A Northampton social activist charged with disorderly conduct for allegedly disrupting a U.S. Senate hearing earlier this year will go to trial Thursday morning in the nation’s capital.
Patricia “Paki” Wieland was arrested Feb. 1 at a Senate Judiciary Committee meeting in which legislators sent the name of then Alabama Sen. Jeff Sessions to the full Senate as their nominee for U.S. attorney general. She was charged with disorderly and disruptive conduct on U.S. Capitol grounds.
Now, months after her arrest, Wieland will make her case before a judge as part of a bench trial.
Wieland said she chose not to bring her case before a jury after watching the case of fellow Code Pink member Desiree Fairooz.
Fairooz was found guilty in May on charges of parading or demonstrating on Capitol grounds and disorderly conduct for laughing in a confirmation hearing for Sessions. She has appealed the convictions and a new trial is scheduled for November after Fairooz and her attorney, Samuel Bogash, rejected a plea deal earlier this month.
“The issue is not so much whether to have a jury or a judge but to really expose the use of one’s First Amendment right and how that is challenged when people are speaking out and are arrested and charged,” Wieland said Wednesday by phone from D.C.
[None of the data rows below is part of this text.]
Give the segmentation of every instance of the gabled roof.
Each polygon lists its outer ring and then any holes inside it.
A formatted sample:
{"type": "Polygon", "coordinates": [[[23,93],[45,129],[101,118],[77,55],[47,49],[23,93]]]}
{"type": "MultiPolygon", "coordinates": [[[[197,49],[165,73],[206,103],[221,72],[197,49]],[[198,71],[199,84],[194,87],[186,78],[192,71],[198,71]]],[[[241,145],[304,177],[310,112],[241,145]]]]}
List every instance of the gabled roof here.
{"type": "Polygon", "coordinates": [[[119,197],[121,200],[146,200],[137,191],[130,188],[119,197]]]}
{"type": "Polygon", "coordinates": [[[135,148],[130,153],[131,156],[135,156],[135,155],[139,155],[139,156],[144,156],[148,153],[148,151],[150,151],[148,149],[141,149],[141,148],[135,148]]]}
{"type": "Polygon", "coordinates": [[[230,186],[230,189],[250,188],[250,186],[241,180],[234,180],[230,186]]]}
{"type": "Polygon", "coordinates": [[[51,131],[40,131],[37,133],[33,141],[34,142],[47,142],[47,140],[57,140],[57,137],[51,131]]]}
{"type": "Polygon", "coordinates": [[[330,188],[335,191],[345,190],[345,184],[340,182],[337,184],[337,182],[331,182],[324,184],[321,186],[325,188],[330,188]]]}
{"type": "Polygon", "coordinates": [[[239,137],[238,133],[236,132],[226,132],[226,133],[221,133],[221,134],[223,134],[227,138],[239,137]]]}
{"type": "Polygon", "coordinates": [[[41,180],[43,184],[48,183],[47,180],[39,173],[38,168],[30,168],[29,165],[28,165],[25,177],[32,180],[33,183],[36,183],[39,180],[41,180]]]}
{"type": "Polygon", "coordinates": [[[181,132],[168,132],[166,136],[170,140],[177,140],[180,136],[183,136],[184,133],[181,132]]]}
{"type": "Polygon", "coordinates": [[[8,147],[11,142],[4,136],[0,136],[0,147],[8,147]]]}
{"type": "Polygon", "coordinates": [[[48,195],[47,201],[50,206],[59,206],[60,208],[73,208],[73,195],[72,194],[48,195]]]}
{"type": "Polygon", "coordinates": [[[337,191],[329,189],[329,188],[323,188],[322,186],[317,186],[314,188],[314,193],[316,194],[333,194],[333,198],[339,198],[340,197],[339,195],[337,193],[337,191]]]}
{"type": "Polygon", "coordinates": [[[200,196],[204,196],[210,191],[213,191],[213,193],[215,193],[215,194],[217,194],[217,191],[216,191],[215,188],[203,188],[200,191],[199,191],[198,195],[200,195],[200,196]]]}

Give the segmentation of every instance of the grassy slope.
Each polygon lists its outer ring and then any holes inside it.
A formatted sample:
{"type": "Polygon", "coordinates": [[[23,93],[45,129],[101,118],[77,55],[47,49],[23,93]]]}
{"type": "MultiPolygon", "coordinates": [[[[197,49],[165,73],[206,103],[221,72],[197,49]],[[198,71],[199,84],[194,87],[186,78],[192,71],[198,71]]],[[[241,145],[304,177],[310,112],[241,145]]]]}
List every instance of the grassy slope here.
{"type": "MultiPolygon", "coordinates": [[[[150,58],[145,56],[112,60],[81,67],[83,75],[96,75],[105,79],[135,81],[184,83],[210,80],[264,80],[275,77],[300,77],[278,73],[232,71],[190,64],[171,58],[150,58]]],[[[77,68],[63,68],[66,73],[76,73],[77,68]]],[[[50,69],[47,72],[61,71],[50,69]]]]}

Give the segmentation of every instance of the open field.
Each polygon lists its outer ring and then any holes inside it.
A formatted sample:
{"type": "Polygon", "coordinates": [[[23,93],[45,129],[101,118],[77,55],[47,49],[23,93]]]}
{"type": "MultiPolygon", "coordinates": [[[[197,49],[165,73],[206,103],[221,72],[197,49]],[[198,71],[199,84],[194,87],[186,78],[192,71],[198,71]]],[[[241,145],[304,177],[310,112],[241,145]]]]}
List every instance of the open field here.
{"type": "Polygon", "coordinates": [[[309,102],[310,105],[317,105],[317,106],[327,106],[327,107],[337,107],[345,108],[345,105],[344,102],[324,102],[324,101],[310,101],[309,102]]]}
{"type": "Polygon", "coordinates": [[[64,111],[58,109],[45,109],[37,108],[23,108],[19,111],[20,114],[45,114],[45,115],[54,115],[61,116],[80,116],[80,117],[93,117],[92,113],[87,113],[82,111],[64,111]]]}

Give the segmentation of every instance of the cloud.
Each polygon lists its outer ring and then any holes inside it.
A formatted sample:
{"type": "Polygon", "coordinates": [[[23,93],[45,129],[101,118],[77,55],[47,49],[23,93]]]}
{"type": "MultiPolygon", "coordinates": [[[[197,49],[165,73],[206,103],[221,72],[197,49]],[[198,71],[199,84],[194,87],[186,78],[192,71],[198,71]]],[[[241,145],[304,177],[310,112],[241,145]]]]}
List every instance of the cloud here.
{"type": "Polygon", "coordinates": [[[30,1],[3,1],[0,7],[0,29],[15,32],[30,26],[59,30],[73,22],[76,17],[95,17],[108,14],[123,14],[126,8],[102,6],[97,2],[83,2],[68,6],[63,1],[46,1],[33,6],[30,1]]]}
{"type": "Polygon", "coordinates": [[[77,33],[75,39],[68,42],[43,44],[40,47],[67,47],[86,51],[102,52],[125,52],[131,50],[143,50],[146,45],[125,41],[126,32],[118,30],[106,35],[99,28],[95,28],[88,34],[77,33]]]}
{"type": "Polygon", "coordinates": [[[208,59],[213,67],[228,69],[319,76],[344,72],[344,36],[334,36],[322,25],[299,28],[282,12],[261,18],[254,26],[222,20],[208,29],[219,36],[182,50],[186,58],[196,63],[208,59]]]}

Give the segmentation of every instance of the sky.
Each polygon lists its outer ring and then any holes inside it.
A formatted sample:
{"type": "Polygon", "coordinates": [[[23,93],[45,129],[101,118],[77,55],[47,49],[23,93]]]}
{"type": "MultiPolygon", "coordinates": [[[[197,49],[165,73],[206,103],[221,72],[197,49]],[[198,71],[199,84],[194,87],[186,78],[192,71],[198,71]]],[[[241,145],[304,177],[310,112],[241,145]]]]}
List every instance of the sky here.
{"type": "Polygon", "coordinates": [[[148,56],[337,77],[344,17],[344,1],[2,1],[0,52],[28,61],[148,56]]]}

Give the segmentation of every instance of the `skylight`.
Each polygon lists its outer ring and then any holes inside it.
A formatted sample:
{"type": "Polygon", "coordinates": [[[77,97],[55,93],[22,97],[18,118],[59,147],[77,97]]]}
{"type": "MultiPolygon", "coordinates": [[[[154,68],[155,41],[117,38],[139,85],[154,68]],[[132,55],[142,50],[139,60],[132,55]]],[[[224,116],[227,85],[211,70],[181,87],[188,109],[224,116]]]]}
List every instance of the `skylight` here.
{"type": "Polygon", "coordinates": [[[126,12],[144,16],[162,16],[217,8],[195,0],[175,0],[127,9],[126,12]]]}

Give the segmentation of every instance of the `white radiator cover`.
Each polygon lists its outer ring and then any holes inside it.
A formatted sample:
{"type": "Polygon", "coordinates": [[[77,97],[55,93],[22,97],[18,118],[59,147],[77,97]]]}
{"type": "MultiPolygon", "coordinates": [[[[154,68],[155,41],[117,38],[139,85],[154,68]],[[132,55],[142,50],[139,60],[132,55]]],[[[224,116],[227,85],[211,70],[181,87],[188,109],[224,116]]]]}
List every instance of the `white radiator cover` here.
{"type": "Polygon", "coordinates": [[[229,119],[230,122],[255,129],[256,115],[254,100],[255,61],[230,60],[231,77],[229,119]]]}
At the February hearing, the 73-year-old activist wore a pink smock that read, “Say No to Islamaphobia” as she and other activists with Code Pink, watched the hearing. The nomination was approved on an 11-9 party-line vote, dashing Wieland’s and other protesters’ hopes that one or two Republican senators might change their minds. Code Pink is a network of primarily women anti-war activists advocating that tax dollars be redirected from the military to health care, the environment, education and other causes.
A clerk called the roll — first the Republicans, then the Democrats, then committee Chairman Sen. Charles Grassley, R-Iowa. The Republicans said “aye.” The Democrats said “no,” confirming that the full Senate would consider Sessions’ nomination.
Then, someone shouted “Shame! Shame! Shame!”
Grassley then banged his gavel and said, “Meeting over.” As senators left their seats, cameras focused in on Wieland. Capitol Police yanked her from her spot among the spectators. The votes were cast by the time Wieland started yelling, but Grassley had yet to bang his gavel and bring the hearing to a close, according to audio and video available at the time.
“In my case what I did was, I spoke out after the pronouncement was made by the chairman, by Senator Grassley, that the nomination of Jeff Sessions would be forwarded to the full Senate. It was at that point, I thought the proceedings had ended and stood up to say ‘shame.’”
“Shame,” Wieland recalled saying to the men who voted to further the nomination.
“I think what happened was, at the moment, I was shocked and appalled and subsequently stood up to denounce that vote,” she said.
Wieland will be representing herself in front of District of Columbia Superior Court Judge Thomas Motley. She is no stranger to being arrested. In D.C. alone, Wieland has been arrested seven times between 2006 and 2015, according to court records.